According to these Catholic historians, the first version (if in fact Cyprian were really its author) was misunderstood by papal supremacists in his own time to advance their cause and the saint decided that a revised edition was necessary to quell papal ambitions. In other words, the saint recognized how his words were being used out of context.
Bevenot continues with evolution of dogma:
“If the foregoing reconstruction is correct, we have in Cyprian’s De ecclesiae Catholicae unitate a good example of what a dogma can look like while still in an early stage of development. The reality (in this case, the Primacy of Rome) is there all the time: it may be recognized by some; by others it may even be denied, and that though much of what they say or do unconsciously implies it…Cyprian is a standing example of what we mean when we speak of the Papal Primacy being “implicit” in the early Church.”
Roman Primacy is not denied by Orthodox Christians. What is denied is papal supremacy and infallibility neither of which can honestly be proof texted out of St. Cyprian’s treatise. Even in two versions of chapter 4 he never once speaks of Peter's authority over the Apostles. In fact he speaks against it. The saint writes "Certainly the rest of the apostles were that which Peter also was, endued with equal partnership both of honour and office."

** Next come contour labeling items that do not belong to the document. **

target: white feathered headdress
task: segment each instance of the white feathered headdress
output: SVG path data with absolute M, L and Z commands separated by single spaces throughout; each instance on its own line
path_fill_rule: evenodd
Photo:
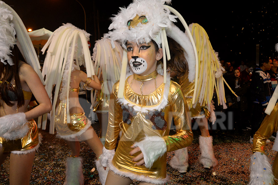
M 16 35 L 16 41 L 15 35 Z M 26 62 L 38 74 L 43 84 L 40 66 L 26 27 L 21 19 L 9 5 L 0 1 L 0 60 L 5 64 L 14 64 L 10 57 L 11 49 L 15 43 Z
M 122 62 L 121 76 L 118 92 L 119 97 L 123 93 L 125 72 L 127 64 L 126 46 L 127 41 L 138 43 L 149 43 L 153 40 L 160 44 L 163 53 L 163 76 L 166 83 L 166 54 L 169 60 L 170 51 L 167 36 L 175 40 L 183 47 L 188 65 L 188 79 L 193 82 L 195 76 L 196 65 L 198 63 L 195 44 L 188 27 L 179 14 L 171 7 L 164 4 L 169 4 L 171 0 L 133 0 L 126 8 L 120 8 L 118 14 L 112 18 L 113 21 L 109 29 L 112 31 L 104 35 L 112 40 L 122 43 L 124 48 Z M 171 12 L 175 15 L 171 14 Z M 178 18 L 186 28 L 187 34 L 181 31 L 173 22 Z M 198 68 L 198 66 L 196 66 Z
M 90 34 L 70 23 L 64 24 L 53 32 L 41 51 L 44 53 L 48 48 L 45 56 L 42 73 L 46 75 L 45 89 L 49 97 L 53 85 L 56 84 L 53 106 L 51 112 L 50 133 L 54 133 L 54 118 L 56 103 L 61 83 L 62 88 L 60 98 L 69 105 L 69 94 L 70 76 L 74 68 L 79 70 L 85 60 L 87 77 L 95 75 L 94 67 L 88 46 Z M 75 65 L 74 61 L 75 61 Z M 66 107 L 67 121 L 70 118 L 68 106 Z M 43 129 L 45 129 L 46 119 L 44 116 Z M 40 125 L 39 124 L 39 126 Z

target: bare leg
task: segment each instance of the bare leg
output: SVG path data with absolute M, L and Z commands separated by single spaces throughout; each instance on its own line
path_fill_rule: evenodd
M 8 153 L 3 153 L 2 147 L 0 146 L 0 166 L 5 161 L 8 155 L 9 155 Z
M 25 154 L 11 153 L 10 185 L 29 185 L 35 152 Z
M 80 143 L 77 139 L 75 141 L 69 141 L 65 140 L 67 144 L 71 150 L 71 155 L 74 156 L 79 156 L 80 152 Z
M 203 118 L 196 118 L 195 120 L 201 131 L 201 135 L 204 137 L 209 136 L 210 135 L 207 118 L 205 117 Z
M 149 183 L 145 182 L 140 182 L 139 183 L 139 185 L 155 185 L 156 184 Z
M 100 133 L 99 138 L 105 138 L 106 135 L 106 131 L 108 125 L 108 113 L 96 113 L 98 118 L 100 124 Z
M 196 118 L 197 121 L 201 130 L 201 135 L 199 138 L 199 144 L 201 150 L 201 156 L 199 158 L 200 162 L 204 168 L 210 168 L 218 164 L 213 153 L 212 136 L 209 135 L 208 119 L 205 117 Z
M 112 171 L 109 170 L 105 185 L 130 185 L 131 182 L 129 178 L 115 174 Z
M 93 127 L 89 127 L 80 136 L 81 140 L 89 145 L 98 158 L 102 154 L 103 145 Z

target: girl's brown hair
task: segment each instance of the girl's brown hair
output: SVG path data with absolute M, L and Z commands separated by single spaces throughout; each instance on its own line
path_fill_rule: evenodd
M 15 63 L 14 65 L 11 66 L 7 63 L 5 65 L 0 62 L 0 81 L 2 82 L 2 84 L 0 84 L 0 98 L 9 106 L 12 106 L 15 105 L 10 101 L 8 95 L 8 92 L 10 91 L 9 90 L 10 85 L 8 83 L 13 84 L 12 81 L 14 80 L 15 85 L 14 88 L 15 93 L 17 100 L 18 107 L 19 107 L 24 105 L 24 97 L 19 72 L 21 65 L 19 59 L 21 60 L 24 60 L 24 59 L 16 45 L 14 46 L 12 54 L 11 56 Z

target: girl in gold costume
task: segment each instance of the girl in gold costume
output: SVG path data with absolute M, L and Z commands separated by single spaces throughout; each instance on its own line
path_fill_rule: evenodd
M 53 85 L 56 85 L 52 97 L 50 132 L 54 134 L 55 123 L 57 136 L 63 139 L 71 150 L 66 159 L 65 185 L 84 184 L 80 141 L 85 142 L 98 158 L 102 153 L 103 145 L 85 115 L 78 98 L 80 86 L 85 89 L 89 87 L 99 90 L 101 88 L 87 44 L 89 35 L 67 23 L 54 31 L 42 50 L 44 52 L 48 47 L 43 74 L 47 75 L 45 88 L 49 96 Z M 87 74 L 80 69 L 79 66 L 83 64 Z M 97 166 L 99 162 L 96 162 Z M 100 170 L 104 171 L 102 166 Z M 99 173 L 104 184 L 102 179 L 106 176 L 103 178 L 101 172 Z
M 103 166 L 109 168 L 106 185 L 129 185 L 133 179 L 141 185 L 164 184 L 168 180 L 167 153 L 192 142 L 190 116 L 182 91 L 166 74 L 166 59 L 170 60 L 171 51 L 166 35 L 179 39 L 193 76 L 194 53 L 187 35 L 172 23 L 176 17 L 170 9 L 173 9 L 163 4 L 170 2 L 134 1 L 113 18 L 109 29 L 113 30 L 104 35 L 124 48 L 121 76 L 110 95 L 100 157 Z M 125 75 L 128 62 L 131 72 Z M 172 117 L 177 133 L 169 136 Z
M 278 43 L 276 45 L 278 52 Z M 278 131 L 278 88 L 275 88 L 265 112 L 267 115 L 254 135 L 253 154 L 250 164 L 250 181 L 248 185 L 278 185 L 278 155 L 276 154 L 272 166 L 265 153 L 267 140 Z M 278 140 L 275 139 L 272 150 L 278 151 Z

I have to point out that when Sedevacantists attempt to quote from fathers of the Church they usually cut off their noses to spite their faces. I don’t believe there are many works they can cite that when read in entirety (beyond their proof texts) that do not condemn Sedevacantism to some degree. In this case, Cyprian's entire treatise is on the unity of the Church, to which Sedes and other trads stand in contradiction. Therefore, if the papal interpretation of Cyprian's treatise were correct then the saint condemns Sedes for their schism from the chair of Peter.
In conclusion, two Catholic historians admitted that Cyprian’s work does not support universal jurisdiction of the Roman Pontiff. Will Sedevacantists continue proof-texting St. Cyprian anyways? Sure they will. But if they were wise they’d try not to draw too much attention to him.